校长愣住了,眼镜滑到鼻尖上都没察觉:“何副司令,您这是……要帮我们”
“孩子们在这儿受冻,我这心里不踏实。”何雨杨笑了笑,“就当是为革命事业做贡献了,孩子们冻坏了,將来谁来建设国家”
从学校出来,何雨杨直接回了家。徐秀丽正在屋里教何晓萱认字,小姑娘穿著件红色的小棉袄,是徐秀丽用空间里的布料做的,衬得小脸粉嘟嘟的。何守业趴在炕桌上写作业,鼻尖快碰到纸了,时不时往妹妹那边瞟一眼,大概是在偷看她手里的糖块。
“你咋回来了”徐秀丽见他进来,赶紧起身给他拍掉身上的雪,“身上都冻透了,快上炕暖和暖和。”
何雨杨脱了军大衣,把附属小学的事跟她说了说,末了道:“空间里不是有批松木和玻璃吗是前阵子准备给家属院修仓库剩下的,正好能用上。还有煤炭,空间里存的不少,挑些好的送过去。”

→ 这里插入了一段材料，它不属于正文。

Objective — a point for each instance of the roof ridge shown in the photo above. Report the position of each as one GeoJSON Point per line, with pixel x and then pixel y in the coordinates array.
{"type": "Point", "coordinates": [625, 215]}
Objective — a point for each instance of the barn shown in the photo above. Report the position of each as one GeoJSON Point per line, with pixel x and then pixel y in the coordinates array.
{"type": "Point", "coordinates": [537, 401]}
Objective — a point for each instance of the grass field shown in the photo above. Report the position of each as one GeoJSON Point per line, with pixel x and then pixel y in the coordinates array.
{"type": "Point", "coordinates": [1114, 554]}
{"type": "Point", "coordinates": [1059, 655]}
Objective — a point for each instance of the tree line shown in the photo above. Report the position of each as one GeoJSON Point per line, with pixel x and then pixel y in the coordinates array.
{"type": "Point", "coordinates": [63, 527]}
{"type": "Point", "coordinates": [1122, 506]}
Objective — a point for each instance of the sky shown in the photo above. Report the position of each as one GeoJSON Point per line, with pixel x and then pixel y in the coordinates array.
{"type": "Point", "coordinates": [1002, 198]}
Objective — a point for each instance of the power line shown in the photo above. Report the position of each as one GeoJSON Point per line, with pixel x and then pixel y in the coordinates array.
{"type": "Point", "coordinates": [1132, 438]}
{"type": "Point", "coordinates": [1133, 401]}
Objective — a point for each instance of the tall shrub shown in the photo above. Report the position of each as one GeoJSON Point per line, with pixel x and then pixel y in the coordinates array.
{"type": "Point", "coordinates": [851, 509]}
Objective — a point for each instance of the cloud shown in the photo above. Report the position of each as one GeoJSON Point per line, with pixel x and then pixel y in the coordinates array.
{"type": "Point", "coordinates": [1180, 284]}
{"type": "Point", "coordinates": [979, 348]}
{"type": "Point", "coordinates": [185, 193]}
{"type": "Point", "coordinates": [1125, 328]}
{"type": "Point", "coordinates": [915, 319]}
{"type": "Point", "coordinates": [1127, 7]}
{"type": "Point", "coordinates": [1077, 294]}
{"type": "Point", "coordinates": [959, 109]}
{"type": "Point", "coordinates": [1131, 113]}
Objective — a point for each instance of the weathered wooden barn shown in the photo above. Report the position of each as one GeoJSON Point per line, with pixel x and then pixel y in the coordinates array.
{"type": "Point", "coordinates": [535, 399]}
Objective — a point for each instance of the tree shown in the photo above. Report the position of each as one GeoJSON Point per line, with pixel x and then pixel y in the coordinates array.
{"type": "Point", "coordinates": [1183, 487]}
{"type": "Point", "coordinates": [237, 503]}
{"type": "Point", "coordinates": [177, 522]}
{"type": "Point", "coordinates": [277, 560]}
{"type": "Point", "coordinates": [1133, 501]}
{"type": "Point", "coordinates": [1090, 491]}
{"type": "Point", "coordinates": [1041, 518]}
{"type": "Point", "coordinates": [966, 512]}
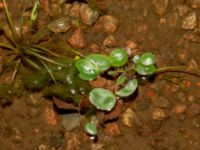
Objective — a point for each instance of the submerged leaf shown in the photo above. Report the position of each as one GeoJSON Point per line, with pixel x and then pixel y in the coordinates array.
{"type": "Point", "coordinates": [145, 70]}
{"type": "Point", "coordinates": [128, 89]}
{"type": "Point", "coordinates": [118, 57]}
{"type": "Point", "coordinates": [102, 99]}
{"type": "Point", "coordinates": [147, 59]}
{"type": "Point", "coordinates": [90, 128]}
{"type": "Point", "coordinates": [100, 60]}
{"type": "Point", "coordinates": [121, 79]}
{"type": "Point", "coordinates": [87, 69]}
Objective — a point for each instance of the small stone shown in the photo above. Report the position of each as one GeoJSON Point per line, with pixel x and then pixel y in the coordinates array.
{"type": "Point", "coordinates": [112, 129]}
{"type": "Point", "coordinates": [179, 109]}
{"type": "Point", "coordinates": [195, 3]}
{"type": "Point", "coordinates": [109, 41]}
{"type": "Point", "coordinates": [88, 15]}
{"type": "Point", "coordinates": [183, 56]}
{"type": "Point", "coordinates": [72, 141]}
{"type": "Point", "coordinates": [107, 23]}
{"type": "Point", "coordinates": [71, 121]}
{"type": "Point", "coordinates": [160, 6]}
{"type": "Point", "coordinates": [193, 110]}
{"type": "Point", "coordinates": [158, 114]}
{"type": "Point", "coordinates": [129, 118]}
{"type": "Point", "coordinates": [67, 8]}
{"type": "Point", "coordinates": [161, 102]}
{"type": "Point", "coordinates": [75, 10]}
{"type": "Point", "coordinates": [190, 21]}
{"type": "Point", "coordinates": [183, 10]}
{"type": "Point", "coordinates": [50, 116]}
{"type": "Point", "coordinates": [77, 39]}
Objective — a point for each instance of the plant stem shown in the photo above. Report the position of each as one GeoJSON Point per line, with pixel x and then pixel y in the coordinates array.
{"type": "Point", "coordinates": [186, 70]}
{"type": "Point", "coordinates": [16, 69]}
{"type": "Point", "coordinates": [10, 20]}
{"type": "Point", "coordinates": [115, 72]}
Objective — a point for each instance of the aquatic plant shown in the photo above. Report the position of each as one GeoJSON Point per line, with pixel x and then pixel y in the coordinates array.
{"type": "Point", "coordinates": [39, 67]}
{"type": "Point", "coordinates": [126, 71]}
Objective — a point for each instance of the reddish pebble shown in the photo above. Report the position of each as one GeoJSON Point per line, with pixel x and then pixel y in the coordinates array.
{"type": "Point", "coordinates": [179, 109]}
{"type": "Point", "coordinates": [112, 129]}
{"type": "Point", "coordinates": [107, 23]}
{"type": "Point", "coordinates": [158, 114]}
{"type": "Point", "coordinates": [50, 116]}
{"type": "Point", "coordinates": [77, 39]}
{"type": "Point", "coordinates": [109, 41]}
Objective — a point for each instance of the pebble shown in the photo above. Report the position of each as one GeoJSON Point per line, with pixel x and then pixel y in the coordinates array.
{"type": "Point", "coordinates": [109, 41]}
{"type": "Point", "coordinates": [50, 116]}
{"type": "Point", "coordinates": [129, 118]}
{"type": "Point", "coordinates": [71, 121]}
{"type": "Point", "coordinates": [160, 6]}
{"type": "Point", "coordinates": [75, 10]}
{"type": "Point", "coordinates": [158, 114]}
{"type": "Point", "coordinates": [107, 23]}
{"type": "Point", "coordinates": [183, 10]}
{"type": "Point", "coordinates": [190, 21]}
{"type": "Point", "coordinates": [72, 141]}
{"type": "Point", "coordinates": [88, 15]}
{"type": "Point", "coordinates": [193, 110]}
{"type": "Point", "coordinates": [112, 129]}
{"type": "Point", "coordinates": [161, 102]}
{"type": "Point", "coordinates": [195, 3]}
{"type": "Point", "coordinates": [67, 8]}
{"type": "Point", "coordinates": [179, 109]}
{"type": "Point", "coordinates": [77, 39]}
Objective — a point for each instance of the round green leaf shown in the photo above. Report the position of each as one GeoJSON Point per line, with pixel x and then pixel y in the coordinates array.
{"type": "Point", "coordinates": [118, 57]}
{"type": "Point", "coordinates": [128, 89]}
{"type": "Point", "coordinates": [147, 59]}
{"type": "Point", "coordinates": [145, 70]}
{"type": "Point", "coordinates": [136, 59]}
{"type": "Point", "coordinates": [87, 77]}
{"type": "Point", "coordinates": [100, 60]}
{"type": "Point", "coordinates": [121, 79]}
{"type": "Point", "coordinates": [102, 99]}
{"type": "Point", "coordinates": [88, 70]}
{"type": "Point", "coordinates": [90, 128]}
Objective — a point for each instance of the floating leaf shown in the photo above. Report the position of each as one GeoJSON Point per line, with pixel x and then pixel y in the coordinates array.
{"type": "Point", "coordinates": [118, 57]}
{"type": "Point", "coordinates": [136, 59]}
{"type": "Point", "coordinates": [100, 60]}
{"type": "Point", "coordinates": [87, 69]}
{"type": "Point", "coordinates": [128, 89]}
{"type": "Point", "coordinates": [145, 70]}
{"type": "Point", "coordinates": [87, 77]}
{"type": "Point", "coordinates": [90, 128]}
{"type": "Point", "coordinates": [121, 79]}
{"type": "Point", "coordinates": [102, 99]}
{"type": "Point", "coordinates": [147, 59]}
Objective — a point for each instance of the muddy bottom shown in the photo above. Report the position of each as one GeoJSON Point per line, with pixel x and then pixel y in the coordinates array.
{"type": "Point", "coordinates": [165, 113]}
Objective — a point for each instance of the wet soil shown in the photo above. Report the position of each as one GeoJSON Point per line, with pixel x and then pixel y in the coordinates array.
{"type": "Point", "coordinates": [166, 112]}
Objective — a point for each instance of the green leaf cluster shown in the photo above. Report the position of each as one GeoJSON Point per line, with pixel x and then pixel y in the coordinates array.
{"type": "Point", "coordinates": [145, 64]}
{"type": "Point", "coordinates": [92, 65]}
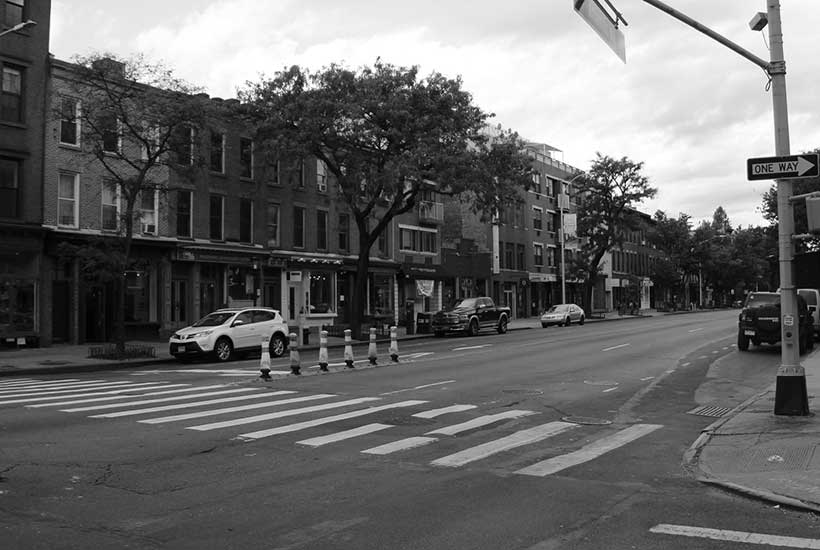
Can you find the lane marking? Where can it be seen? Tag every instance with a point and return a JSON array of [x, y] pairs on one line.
[[282, 414], [589, 452], [518, 439], [480, 421], [445, 410], [341, 436], [318, 422], [226, 410], [616, 347], [735, 536], [418, 387], [400, 445]]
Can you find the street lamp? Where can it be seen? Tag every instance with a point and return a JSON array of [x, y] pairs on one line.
[[19, 27]]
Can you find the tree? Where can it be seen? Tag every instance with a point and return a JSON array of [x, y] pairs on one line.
[[137, 122], [612, 188], [384, 134]]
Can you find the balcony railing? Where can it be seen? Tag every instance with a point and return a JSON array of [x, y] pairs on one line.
[[431, 212]]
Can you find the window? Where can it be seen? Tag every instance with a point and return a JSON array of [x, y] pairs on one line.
[[69, 123], [273, 224], [215, 216], [110, 206], [148, 212], [246, 158], [538, 254], [9, 187], [67, 195], [321, 230], [537, 223], [245, 220], [14, 12], [184, 217], [11, 100], [344, 232], [298, 227], [321, 176], [217, 152]]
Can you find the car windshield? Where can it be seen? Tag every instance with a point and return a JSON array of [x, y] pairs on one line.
[[214, 319]]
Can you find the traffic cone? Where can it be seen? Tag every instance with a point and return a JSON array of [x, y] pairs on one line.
[[295, 367], [371, 348], [348, 349], [264, 362], [394, 345], [323, 351]]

“我当啥事呢,这有啥难的。”徐秀丽笑著说,“松木和玻璃我下午就让守业帮忙搬到菜窖里,晚上趁雪大,没人注意,你用卡车拉过去。煤炭我装在麻袋里,就说是后勤处调给学校的,保准没人怀疑。”
何雨杨看著她麻利地收拾东西,心里暖融融的。结婚这么多年,徐秀丽早就摸清了他的脾气,他但凡有点想法,她总能第一时间跟上,从不多问为什么,只想著怎么把事做好。就像当年他说要偷偷接济百姓,她二话不说就帮忙装粮、记帐,把空间打理得井井有条。